For hours, as nearby homes smoldered, the team searched for seven people missing from a local apartment building. Outside, the crowd gathered as the Israelis navigated a narrow passage filled with debris.
The search team operated with increasing urgency as time ticked by, saying that tips about the locations of survivors were drying up.
Rescuers located an alley enabling them reach the building where four survivors had previously been pulled from the rubble by neighbors and family, and from which seven people, including two children, were still missing. Among them was seven-year-old Lodz Annouel, an American citizen whose father said she was trapped inside her aunt's house.

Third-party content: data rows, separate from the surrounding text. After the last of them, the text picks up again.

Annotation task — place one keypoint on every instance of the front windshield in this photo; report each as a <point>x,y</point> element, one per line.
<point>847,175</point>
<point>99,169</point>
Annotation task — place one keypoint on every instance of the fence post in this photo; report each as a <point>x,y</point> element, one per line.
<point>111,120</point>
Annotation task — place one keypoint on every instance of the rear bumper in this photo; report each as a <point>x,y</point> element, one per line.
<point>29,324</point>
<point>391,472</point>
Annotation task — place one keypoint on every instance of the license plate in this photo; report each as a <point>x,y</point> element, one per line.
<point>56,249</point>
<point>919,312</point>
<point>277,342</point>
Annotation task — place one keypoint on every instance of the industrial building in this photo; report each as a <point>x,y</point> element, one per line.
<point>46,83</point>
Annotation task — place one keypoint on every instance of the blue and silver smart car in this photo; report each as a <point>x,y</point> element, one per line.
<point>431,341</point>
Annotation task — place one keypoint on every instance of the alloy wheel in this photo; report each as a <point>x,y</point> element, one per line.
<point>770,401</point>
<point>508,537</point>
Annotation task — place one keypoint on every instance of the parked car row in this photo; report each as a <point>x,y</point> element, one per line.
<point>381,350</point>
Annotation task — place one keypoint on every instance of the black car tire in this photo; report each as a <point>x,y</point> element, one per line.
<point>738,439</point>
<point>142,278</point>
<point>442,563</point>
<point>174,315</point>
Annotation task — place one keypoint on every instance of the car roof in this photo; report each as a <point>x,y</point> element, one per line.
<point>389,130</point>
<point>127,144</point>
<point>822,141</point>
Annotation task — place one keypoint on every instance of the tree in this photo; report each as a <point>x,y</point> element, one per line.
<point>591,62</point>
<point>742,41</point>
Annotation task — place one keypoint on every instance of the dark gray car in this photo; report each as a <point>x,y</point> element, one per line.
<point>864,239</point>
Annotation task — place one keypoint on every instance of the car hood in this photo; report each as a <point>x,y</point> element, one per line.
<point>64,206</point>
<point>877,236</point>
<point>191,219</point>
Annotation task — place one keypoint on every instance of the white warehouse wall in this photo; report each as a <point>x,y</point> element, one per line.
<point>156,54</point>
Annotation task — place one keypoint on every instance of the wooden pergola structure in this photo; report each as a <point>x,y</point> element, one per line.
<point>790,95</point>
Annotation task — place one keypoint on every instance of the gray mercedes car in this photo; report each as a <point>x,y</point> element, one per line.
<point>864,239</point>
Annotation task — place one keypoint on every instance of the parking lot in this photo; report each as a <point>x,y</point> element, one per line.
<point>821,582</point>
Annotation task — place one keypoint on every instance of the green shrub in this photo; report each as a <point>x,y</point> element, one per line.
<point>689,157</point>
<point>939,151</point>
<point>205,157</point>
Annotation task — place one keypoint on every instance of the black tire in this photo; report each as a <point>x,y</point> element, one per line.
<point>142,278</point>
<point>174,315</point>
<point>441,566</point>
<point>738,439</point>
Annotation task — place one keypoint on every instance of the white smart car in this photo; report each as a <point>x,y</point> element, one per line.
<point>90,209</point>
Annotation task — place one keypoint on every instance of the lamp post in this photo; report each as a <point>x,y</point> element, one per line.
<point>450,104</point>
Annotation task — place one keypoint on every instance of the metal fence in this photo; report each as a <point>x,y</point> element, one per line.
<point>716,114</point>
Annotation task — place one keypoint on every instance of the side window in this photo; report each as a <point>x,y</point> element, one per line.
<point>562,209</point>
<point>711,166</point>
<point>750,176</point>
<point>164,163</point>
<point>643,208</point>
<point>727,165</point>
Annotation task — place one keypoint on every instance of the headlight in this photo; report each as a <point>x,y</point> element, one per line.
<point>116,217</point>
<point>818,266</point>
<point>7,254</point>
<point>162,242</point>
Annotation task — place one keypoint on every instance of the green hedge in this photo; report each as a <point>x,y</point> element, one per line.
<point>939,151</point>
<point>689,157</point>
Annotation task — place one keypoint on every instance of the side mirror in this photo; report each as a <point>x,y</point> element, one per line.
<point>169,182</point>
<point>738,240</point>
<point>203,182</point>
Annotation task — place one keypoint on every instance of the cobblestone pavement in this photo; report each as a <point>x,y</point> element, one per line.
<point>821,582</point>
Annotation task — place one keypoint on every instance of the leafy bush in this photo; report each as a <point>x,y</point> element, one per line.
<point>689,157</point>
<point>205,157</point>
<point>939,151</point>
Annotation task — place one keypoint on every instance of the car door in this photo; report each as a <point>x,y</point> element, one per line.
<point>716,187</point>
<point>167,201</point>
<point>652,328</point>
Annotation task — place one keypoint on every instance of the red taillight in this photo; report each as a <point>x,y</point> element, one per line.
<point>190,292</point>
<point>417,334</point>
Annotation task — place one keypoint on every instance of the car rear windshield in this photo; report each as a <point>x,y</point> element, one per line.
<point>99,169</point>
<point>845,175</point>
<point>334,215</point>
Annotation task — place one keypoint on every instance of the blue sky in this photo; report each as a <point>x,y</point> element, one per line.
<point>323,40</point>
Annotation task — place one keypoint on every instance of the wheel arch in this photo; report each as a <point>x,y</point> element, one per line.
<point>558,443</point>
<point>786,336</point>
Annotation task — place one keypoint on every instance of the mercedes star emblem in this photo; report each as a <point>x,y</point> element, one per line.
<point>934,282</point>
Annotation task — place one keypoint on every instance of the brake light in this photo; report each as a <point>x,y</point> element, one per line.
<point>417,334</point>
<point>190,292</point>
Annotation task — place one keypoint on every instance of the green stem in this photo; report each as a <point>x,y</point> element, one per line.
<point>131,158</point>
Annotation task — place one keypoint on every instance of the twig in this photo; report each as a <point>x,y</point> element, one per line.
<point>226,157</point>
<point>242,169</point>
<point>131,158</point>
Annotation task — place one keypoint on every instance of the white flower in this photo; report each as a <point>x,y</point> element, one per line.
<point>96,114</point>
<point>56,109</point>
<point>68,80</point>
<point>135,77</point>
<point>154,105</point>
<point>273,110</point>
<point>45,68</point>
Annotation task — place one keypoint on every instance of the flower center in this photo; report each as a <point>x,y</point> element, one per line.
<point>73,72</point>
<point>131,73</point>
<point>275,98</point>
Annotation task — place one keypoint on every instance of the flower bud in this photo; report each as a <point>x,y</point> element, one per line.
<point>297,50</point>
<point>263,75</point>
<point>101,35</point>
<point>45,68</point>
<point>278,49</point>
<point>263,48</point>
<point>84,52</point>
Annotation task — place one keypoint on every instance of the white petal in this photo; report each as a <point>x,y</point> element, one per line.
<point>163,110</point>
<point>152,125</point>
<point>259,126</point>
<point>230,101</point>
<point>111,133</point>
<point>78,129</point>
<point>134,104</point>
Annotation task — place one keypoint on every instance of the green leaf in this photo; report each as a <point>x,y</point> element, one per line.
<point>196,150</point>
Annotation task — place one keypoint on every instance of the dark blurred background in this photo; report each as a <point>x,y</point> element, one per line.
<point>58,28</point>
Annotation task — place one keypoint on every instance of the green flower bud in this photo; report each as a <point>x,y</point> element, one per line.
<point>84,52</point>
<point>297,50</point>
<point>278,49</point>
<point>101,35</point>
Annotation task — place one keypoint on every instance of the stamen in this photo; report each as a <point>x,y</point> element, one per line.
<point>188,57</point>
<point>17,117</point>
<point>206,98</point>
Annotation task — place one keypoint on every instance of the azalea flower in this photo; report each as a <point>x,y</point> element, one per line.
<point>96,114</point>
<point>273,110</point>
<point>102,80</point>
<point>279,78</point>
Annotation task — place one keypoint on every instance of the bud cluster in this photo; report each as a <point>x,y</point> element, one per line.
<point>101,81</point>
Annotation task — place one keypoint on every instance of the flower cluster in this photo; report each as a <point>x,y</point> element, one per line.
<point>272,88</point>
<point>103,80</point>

"We think she is alive - we hope so," said Ronez Annouel, 37.
Days earlier, he had approached the American Embassy, seeking help.
"They said they were going to send people," he said. "But they haven't come yet."
He organized a local search party for his daughter, paying them $40 an hour. "We have been looking for her every day since it happened," he went on.
Asked if he had given up hope, he said, "No! Never," and added, "Dead or not, I want to see her."
Suddenly rescuers scrambled as a soldier yelled that the search dog had found something.
"Open your ears," said Nir Hazut, chief of the squad.
The rescue dog barked a third time, and seven minutes later, there was a shout: "Come, the device found [signs of] life!"
Rescuers moved rubble and reset their detectors, and minutes later, got a signal for a fourth time.
The team carried rescue tools including hammers, a jack, and blocks to hold the ceiling up as the IDF entered the home. Several hours after the last incident, they found someone in the backyard and were removing the debris to reach them.
"We believe that someone inside is alive," said Amit Even-Paz, a rescuer with the squad.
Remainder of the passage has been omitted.